How do you effectively manage your contacts and calendar?  Been using my phone (samsung u740) w/ limited success including can't keep contact info like street address, calendar is hard to see, and not able to sync easily with a desktop app (except bitpim).  Do I just spend the cash/reup my wireless contract and go with a new smart phone, maybe synced to outlook, just use an ultra portable pc, paper????   what do you use and how's it going?
======
blogimus
I used to have a palm 3. I dropped it. I tried lugging my laptop around.
Awkward is an understatement.
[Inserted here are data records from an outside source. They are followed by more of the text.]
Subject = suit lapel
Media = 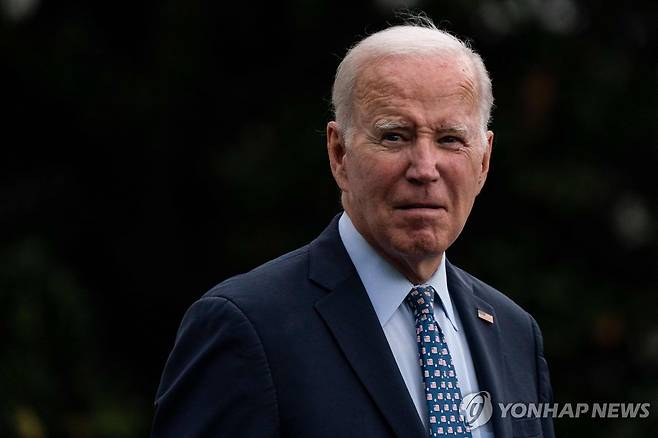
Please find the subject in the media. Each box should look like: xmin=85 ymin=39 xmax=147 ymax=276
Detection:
xmin=309 ymin=216 xmax=426 ymax=438
xmin=446 ymin=261 xmax=509 ymax=438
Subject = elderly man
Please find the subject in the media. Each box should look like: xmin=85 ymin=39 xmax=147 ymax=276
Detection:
xmin=152 ymin=20 xmax=555 ymax=438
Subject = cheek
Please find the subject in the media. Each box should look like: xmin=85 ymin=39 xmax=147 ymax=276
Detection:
xmin=443 ymin=158 xmax=481 ymax=202
xmin=349 ymin=156 xmax=397 ymax=194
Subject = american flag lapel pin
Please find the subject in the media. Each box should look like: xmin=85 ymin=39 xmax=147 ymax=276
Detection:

As you pointed out, the mobile phone is limited
or expensive or both. Since I don't need to have instant access to all my
contacts and schedule/calendar, I use a moleskine address book for my
important contacts. Flexible page layout and I don't worry about breaking it
and spending Benjamins for a replacement. I have a simple book calendar. For
appointments which I need a reminder, I use Google Calendar, but I don't quite
like keeping all my personal info in Google office.

------
donniefitz2
I know it's un-popular to admit using Microsoft technologies, but I use
Exchange/Outlook/iPhone.

------
ctingom
Google Calendar rocks for managing your calendar. I don't know a good solution
for the contacts.

------
bkj123
feel like a dork for saying it, but I use a freakin spiral notebook on the go.
Then, I just sink it up with outlook when I get home.